Feature: On Caravaggio, The Clash and dilemmas

R.A. Villanueva suggests a range of sources for exploring the theme of the spring 2017 members’ poems competition: dilemma

Of course Caravaggio is at home there in the dark of the basement. Of course you ride the lifts down at the National Gallery, London, to see his paintings in that luminous murk – that shade-thick circuit running through ‘The Taking of Christ’ and out into the grim phosphorescence of ‘Saint John the Baptist in the Wilderness’. And yes, it’s only fitting that the exhibition’s last turn invites you into a dimly lit theatre to watch slow pans across the Contarelli Chapel in Rome, its illuminations of life and death, of “Do I go or not? Do I follow him or not?”

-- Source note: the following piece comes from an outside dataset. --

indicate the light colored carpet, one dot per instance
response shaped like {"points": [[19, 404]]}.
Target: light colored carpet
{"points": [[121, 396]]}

I’ve been pinned to those questions for weeks now. Not just because the National Gallery’s exhibition Beyond Caravaggio is a haunted and visceral survey (it is); and not just because I’ve watched that short film of Rector François Bousquet in Rome reflecting on ‘The Calling of Saint Matthew’ over and over again on YouTube (I have). The truth is, those kinds of questions feel amplified and ever-contemporary, inescapable and inexhaustible. Like Caravaggio’s work, like “To be, or not to be” and “Should I cool it or should I blow?”, they are urgent and unsettled. They speak to the risks laced into everything that matters.

So rooted in all that, here’s what’s on my mind: paradox and revelation, tension and confrontation, intimacy and chiaroscuro, double-binds and daring. In other words: dilemma.

Consider this an open invitation to court contradiction, to explore the unresolved (and unresolvable). To wonder aloud. To go ahead and dare to disturb the universe. To let a plumb line down into the danger and to reckon with it.

For fear of being too prescriptive and to let you get to writing, a final couplet:

1. Here are poems that mean more and more (to me) each day: ‘Ghazal for Becoming Your Own Country’ by Angel Nafis; ‘Bringing the Shovel Down’ and ‘Again’ by Ross Gay; ‘M. Degas Teaches Art & Science at Durfee Intermediate School’ by Philip Levine; ‘Look’ by Solmaz Sharif; from “The Black Maria” by Aracelis Girmay

2. From visual artist Maskull Lasserre, thoughts on uncertainty and discovery: “Relationships that are easily harmonised, ideas that have completeness in my mind, don’t need my intervention in the material world. The things that are unclear but resonant, the relationships that only reconcile through motion and matter, these are things that need to be made… I try to hold open a moment of jeopardy.”

Visit the members’ poems competition page for full details on entering the competition.

Judge: R.A. Villanueva

R.A. Villanueva’s debut collection of poetry, Reliquaria (Univ. Nebraska Press, 2014), won the Prairie Schooner Book Prize. His work has appeared in Prac Crit, Poetry, The American Poetry Review, Guernica, The Wolf and elsewhere. His honours include a commendation from the 2016 Forward Prizes, fellowships from Kundiman and the Asian American Literary Review, and the inaugural Ninth Letter Literary Award. A founding editor of Tongue: A Journal of Writing & Art, he lives in Brooklyn and London.

The exhibition Beyond Caravaggio continues at the National Gallery, London, until 15 January 2017.